5. Marcantonio Corsi  e Domenico Campiglia, Giorgione  (da un Ritratto agli Uffizi).
5. Marcantonio Corsi
e Domenico Campiglia, Giorgione
(da un Ritratto agli Uffizi).

Tale processo deformativo conobbe un apice in Inghilterra, dove si ritenne di individuare Giorgione in un barbutissimo personaggio nelle collezioni reali (oggi ad Hampton Court) che in effetti più diverso dal giovane di Braunschweig non avrebbe potuto essere (fig. 6).

6. John Corner, Giorgione  (da un Ritratto ad Hampton Court attribuito anche a Lorenzo Lotto).
6. John Corner, Giorgione
(da un Ritratto ad Hampton Court attribuito anche a Lorenzo Lotto).

Come ognuno sa per esperienza personale, spesso ciò che si desidera vedere condiziona la nostra percezione della realtà; sogniamo di incontrare quel che cerchiamo e pretendiamo di far aderire il vivibile all’immaginato. E’ quel che avvenne tra ’700 e ’800 quando la Tempesta riapparve nel palazzo veneziano di Girolamo Manfrin, che con liberalità apriva le porte ad appassionati, studiosi e commercianti.
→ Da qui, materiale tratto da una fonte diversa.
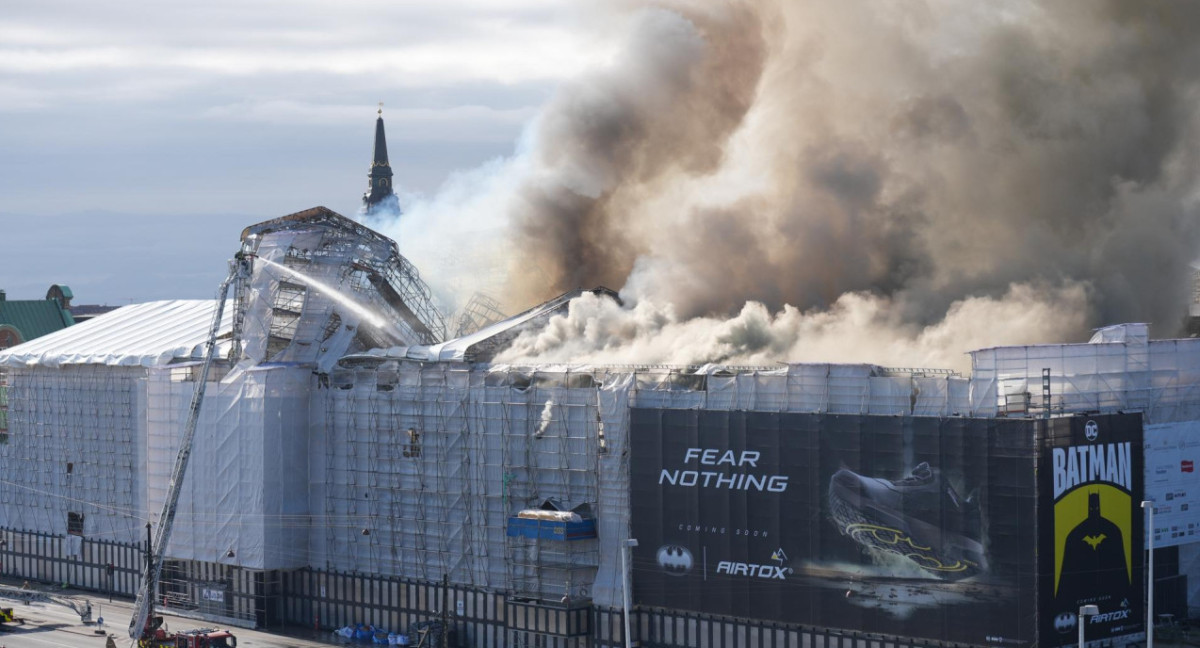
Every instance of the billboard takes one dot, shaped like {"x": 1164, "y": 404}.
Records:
{"x": 1091, "y": 527}
{"x": 903, "y": 526}
{"x": 1173, "y": 483}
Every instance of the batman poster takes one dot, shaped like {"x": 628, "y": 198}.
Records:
{"x": 904, "y": 526}
{"x": 1091, "y": 528}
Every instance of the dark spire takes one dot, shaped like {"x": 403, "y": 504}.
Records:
{"x": 379, "y": 193}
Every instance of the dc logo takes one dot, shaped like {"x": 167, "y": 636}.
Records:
{"x": 675, "y": 559}
{"x": 1065, "y": 622}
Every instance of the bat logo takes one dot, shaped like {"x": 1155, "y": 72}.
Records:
{"x": 1065, "y": 622}
{"x": 675, "y": 559}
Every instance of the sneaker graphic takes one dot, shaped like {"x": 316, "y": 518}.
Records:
{"x": 919, "y": 517}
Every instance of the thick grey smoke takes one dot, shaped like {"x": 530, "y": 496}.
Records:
{"x": 912, "y": 179}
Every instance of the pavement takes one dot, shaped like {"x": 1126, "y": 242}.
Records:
{"x": 53, "y": 625}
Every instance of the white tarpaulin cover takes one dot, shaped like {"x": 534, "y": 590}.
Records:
{"x": 147, "y": 335}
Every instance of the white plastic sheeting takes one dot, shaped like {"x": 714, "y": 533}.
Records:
{"x": 75, "y": 447}
{"x": 144, "y": 335}
{"x": 1159, "y": 378}
{"x": 246, "y": 489}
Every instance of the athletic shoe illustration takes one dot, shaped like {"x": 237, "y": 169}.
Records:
{"x": 919, "y": 517}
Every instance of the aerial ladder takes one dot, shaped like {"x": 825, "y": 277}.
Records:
{"x": 144, "y": 627}
{"x": 81, "y": 607}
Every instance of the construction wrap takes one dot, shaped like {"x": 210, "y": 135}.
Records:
{"x": 245, "y": 492}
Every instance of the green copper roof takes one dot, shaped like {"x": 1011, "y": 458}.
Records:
{"x": 34, "y": 318}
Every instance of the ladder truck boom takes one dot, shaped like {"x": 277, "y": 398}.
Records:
{"x": 143, "y": 610}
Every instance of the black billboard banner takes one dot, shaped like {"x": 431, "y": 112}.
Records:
{"x": 1091, "y": 527}
{"x": 904, "y": 526}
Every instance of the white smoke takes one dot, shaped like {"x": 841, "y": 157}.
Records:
{"x": 780, "y": 181}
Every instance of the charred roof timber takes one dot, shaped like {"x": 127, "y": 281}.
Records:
{"x": 357, "y": 259}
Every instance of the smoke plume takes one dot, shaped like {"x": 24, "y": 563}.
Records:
{"x": 892, "y": 183}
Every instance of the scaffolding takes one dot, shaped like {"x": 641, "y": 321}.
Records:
{"x": 424, "y": 465}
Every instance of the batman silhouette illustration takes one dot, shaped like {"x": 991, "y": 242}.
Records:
{"x": 1093, "y": 557}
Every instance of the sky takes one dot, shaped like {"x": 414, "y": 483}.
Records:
{"x": 138, "y": 137}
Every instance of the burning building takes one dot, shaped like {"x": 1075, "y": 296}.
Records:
{"x": 351, "y": 463}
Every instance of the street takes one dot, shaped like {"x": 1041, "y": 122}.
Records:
{"x": 52, "y": 625}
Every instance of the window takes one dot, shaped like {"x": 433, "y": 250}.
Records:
{"x": 413, "y": 448}
{"x": 75, "y": 523}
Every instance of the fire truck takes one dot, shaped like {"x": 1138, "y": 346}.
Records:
{"x": 147, "y": 628}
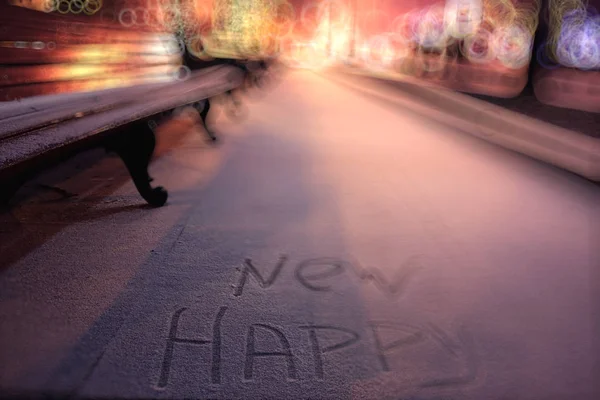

L’alone di mistero sprigionato dall’enigmatica rappresentazione – che a tutt’oggi si dimostra reticente ai più caparbi tentativi di lettura del soggetto – fece sì che ci si interrogasse sulla possibilità che l’uomo rappresentato a sinistra fosse proprio lo stesso pittore mentre contemplava la sua donna amata che allatta il frutto del loro amore (fig. 7).

7. Giorgione, La Tempesta, Venezia, Gallerie dell’Accademia
7. Giorgione, La Tempesta, Venezia, Gallerie dell’Accademia

Di bocca in bocca, tale elucubrazione assunse la consistenza di una verità che si condensò nel titolo, prevalente per quasi tutto l’800, di Famiglia di Giorgione. In effetti il personaggio assomigliava a quello inciso da Vasari e Ridolfi, l’età era compatibile, la corpulenza sottolineata da Vasari pure. Insomma: perché no?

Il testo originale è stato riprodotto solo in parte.